Although cash and equivalent decreased sharply in 2014, Singpost still held large amount of cash which is enough to cover the current liability. The issuing of equity and the repayment of long term debt in past years lowered the financial leverage and credit risk of singpost.
Operating Cash Flow
Overall, the net income decreased from S$157M to S$131M in past five years due to high operating expenses. Although in terms of operating cash flow, the company seems to operate better than 5 years ago and adjusted cash generated from operations increased from S$217M in 2010 to S$259M in 2014. But after looking through the balance sheet, we found that the account receivable had a significant negative change while the account payable had a positive change in year 2014. So we knew that Singpost was improving its operating cash flow mainly by accelerating receivables and stretching out payables other than by operating more efficiently, which means there was little improving in the company’ s operation and such growth in cash inflow cannot sustain.
Investing Cash Flow
The investing cash outflow had been decreasing since year 2011. There was almost no cash spent on investment in financial assets before 2011 and the investing cash flow mainly consisted of purchase and sales of PP&E and investment on associates or dividend from associates and joint venture. Since 2011, Singpost began to purchase and hold large amount of financial asset. And in 2013, Singpost received a significant amount of proceeds from maturity of financial assets and used this money to finance acquisition of subsidies. The company didn’t buy much financial assets or acquire any subsidies in 2014, so the investing cash outflow in 2014 was less compared to former years.
Financing Cash Flow
The changes in financing cash flow from 2009 to 2014 were very fluctuating due to several reasons. Generally, the financing cash flow of Singpost includes debt repaid, debt issued, common stock issued and dividend repaid and usually the financing cash outflow was around S$140M. As we analyzed before, the dividend paid was quite constant and steady during all these years but other items changed frequently. Long-term debt of S$200M was issued in 2010, which we assume to finance the purchase of financial asset, resulting in a significantly positive cash inflow. And a similar large positive amount of cash inflow happened in 2012 due to issuance of S$351M of common stock. In 2014, Singpost repaid S$315M long-term loans by cash, which resulted in S$444M cash outflow.

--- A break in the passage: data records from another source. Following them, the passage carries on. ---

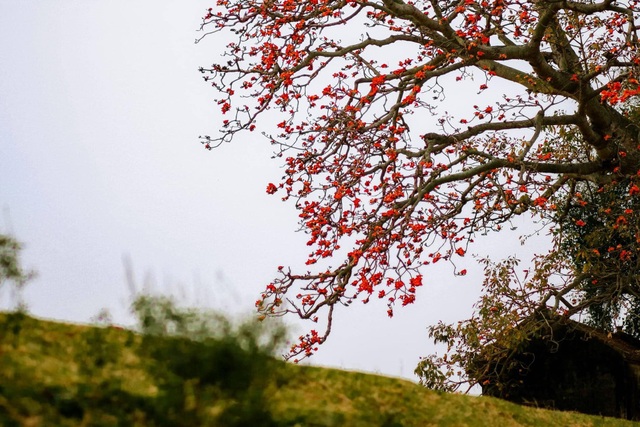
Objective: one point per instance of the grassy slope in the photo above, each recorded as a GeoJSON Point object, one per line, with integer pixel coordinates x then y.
{"type": "Point", "coordinates": [49, 371]}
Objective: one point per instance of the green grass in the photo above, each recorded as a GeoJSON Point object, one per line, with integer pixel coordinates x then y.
{"type": "Point", "coordinates": [55, 374]}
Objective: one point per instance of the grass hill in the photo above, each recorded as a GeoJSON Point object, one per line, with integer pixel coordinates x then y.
{"type": "Point", "coordinates": [56, 374]}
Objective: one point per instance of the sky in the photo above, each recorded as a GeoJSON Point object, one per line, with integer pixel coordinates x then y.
{"type": "Point", "coordinates": [101, 106]}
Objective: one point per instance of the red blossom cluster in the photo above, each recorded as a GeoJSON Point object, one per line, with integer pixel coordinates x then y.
{"type": "Point", "coordinates": [374, 162]}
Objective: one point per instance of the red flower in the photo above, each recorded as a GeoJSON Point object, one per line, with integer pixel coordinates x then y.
{"type": "Point", "coordinates": [271, 188]}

In all, although Singpost had S$224M net cash outflow in 2014, but since it was previously hoarding too much cash, it still has S$404M of cash in its balance sheet, which can surely cover the expenses, reinvestment and dividend occurred every year. In fact, S$404M is still a large amount of cash, so Singpost may consider spend some on investment or development.
In terms of the operating cash inflow, Singpost is gradually recovering from the industrial structural adjustment in 2012. But the financing cash flow is too fluctuant and unpredictable, which makes cash flow projection more difficult. If we cut out the influence of financing cash flow, the changes in net cash flow showed that Singpost had a healthy cash inflow.